# Other Aquarium Forums > Fish Care, Nutrition and Water Management >  How to keep leftover live tubifex worms?

## specky7

i feed my fish with tubifex worm(live)but there is still a lot left how should i keep them prolong their life or something

----------


## kaym

keep the water holding them clean and add a pump to provide oxygen. Keep water level low so the worms can have easy access to surface of water for oxygen. Just observed the LFS keeping them in those conditions.

----------


## StanChung

Or use a drip system. Drip dechlorinated water via airline into wide base [depending on how much tubifex you wanna keep] plastic container that has a hole 1-2 cm above water line. The hole has to be about 1/2 inch so that it can overflow properly. silicone tubing to outlet to let it run off into a drain. Use standard size tubing/hose so that you can DIY easily this.

----------


## blackghost

there are some who swear by using ketapang extract to condition the water :Razz:

----------


## CK Yeo

Keep them in cool, well-aerated water and change often. Dead worms stink up the water fast and rob the water of O2 and more worms will die. Vicious cycle.

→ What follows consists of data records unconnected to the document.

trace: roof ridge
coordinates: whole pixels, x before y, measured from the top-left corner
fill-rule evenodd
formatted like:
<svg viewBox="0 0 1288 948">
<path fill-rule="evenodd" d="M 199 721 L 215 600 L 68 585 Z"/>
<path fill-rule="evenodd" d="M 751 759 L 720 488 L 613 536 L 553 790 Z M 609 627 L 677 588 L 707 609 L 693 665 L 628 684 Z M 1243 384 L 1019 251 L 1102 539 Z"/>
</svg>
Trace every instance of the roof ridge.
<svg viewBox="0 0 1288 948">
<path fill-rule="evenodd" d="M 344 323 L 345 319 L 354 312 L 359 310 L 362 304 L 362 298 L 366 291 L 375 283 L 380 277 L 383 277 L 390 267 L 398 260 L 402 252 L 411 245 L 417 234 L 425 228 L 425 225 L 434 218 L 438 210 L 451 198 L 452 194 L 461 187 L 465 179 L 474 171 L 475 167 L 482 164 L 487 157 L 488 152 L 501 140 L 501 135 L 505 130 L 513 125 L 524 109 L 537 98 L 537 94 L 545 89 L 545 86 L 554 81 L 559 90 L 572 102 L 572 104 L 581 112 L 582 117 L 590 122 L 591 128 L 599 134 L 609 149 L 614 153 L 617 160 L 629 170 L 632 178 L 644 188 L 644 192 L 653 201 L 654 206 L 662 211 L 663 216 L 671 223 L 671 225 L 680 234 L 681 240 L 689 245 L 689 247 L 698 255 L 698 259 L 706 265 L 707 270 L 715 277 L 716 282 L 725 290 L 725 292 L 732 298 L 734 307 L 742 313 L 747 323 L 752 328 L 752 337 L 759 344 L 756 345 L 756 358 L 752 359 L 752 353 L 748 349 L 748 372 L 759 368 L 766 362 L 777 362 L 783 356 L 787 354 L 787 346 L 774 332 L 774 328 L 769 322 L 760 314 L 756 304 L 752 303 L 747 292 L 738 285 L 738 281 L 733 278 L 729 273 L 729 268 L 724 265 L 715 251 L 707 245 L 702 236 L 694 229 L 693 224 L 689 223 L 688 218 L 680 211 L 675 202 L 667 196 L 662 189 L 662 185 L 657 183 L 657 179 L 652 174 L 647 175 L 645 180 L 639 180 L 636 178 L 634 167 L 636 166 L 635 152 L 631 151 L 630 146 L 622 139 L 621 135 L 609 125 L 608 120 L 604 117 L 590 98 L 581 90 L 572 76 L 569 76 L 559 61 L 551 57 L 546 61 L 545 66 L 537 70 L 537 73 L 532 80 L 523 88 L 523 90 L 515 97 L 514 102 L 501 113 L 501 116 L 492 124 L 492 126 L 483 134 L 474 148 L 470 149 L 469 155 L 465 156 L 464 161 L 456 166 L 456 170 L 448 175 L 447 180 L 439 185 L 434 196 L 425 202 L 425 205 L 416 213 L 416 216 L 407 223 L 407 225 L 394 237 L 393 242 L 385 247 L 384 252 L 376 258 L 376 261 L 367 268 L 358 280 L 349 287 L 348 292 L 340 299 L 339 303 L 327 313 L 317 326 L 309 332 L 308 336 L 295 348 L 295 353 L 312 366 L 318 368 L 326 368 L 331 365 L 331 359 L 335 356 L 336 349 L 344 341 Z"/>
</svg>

I keep them in the fridge (NOT freezer) and change water before I feed them to fish. But that will be a concern if you use the fridge to store human food.  :Smile: 

ck

----------


## richietay

Tried using the air pump method, water change daily still needed. 

Ketapang extract, http://www.arofanatics.com/forums/sh...t=tubifex+worm. Have not tried before, maybe you can consider and give us some feedback.  :Smile:

----------


## koolman

Hi

Out of curiosity, why dont you buy frozen blood worm and you could keep it in your fridge. 


Thanks and regards


Koolman

----------


## bryan

Some fish have an attitude and will only eat something that moves.

----------


## CK Yeo

I second that. And if you wanna breed fish, live food is indispensable. Frozen ones are just not the same.

ck

----------


## koolman

Hi all

Well, kind of think of that, perhaps I should try some live worms for my fishes. The only thing that stop me from feeding them live things is that I don't want to spoilt them and they will not eat the frozen worms again.


Thank and regards

Koolman  :Jump for joy:

----------


## specky7

oh ya btw does anyone of you breed tubifex before

----------


## cairocks

I have read some people put it in a cloth bag and hang it inside the toilet flush reservior. So each time youflush, new water washes the worm. I have not tried this method yet. Maybe will try it next time I feel like getting live worms. Hopefully the chlorine would not kill off the worms before I can use them.

----------


## taygu

> I have read some people put it in a cloth bag and hang it inside the toilet flush reservior. So each time youflush, new water washes the worm. I have not tried this method yet. Maybe will try it next time I feel like getting live worms. Hopefully the chlorine would not kill off the worms before I can use them.


This sound interesting. Will try this out when I buy the worms again.

What I did was to position the tub containing the worms under one hole of the the rain bar. The worm can last almost a week but there will still be died worms.

----------


## CK Yeo

I have heard feeding the worms using pieces of potatoes. But again, the recurring problem is to keep the water clean. i.e. filter, water changes, larger space.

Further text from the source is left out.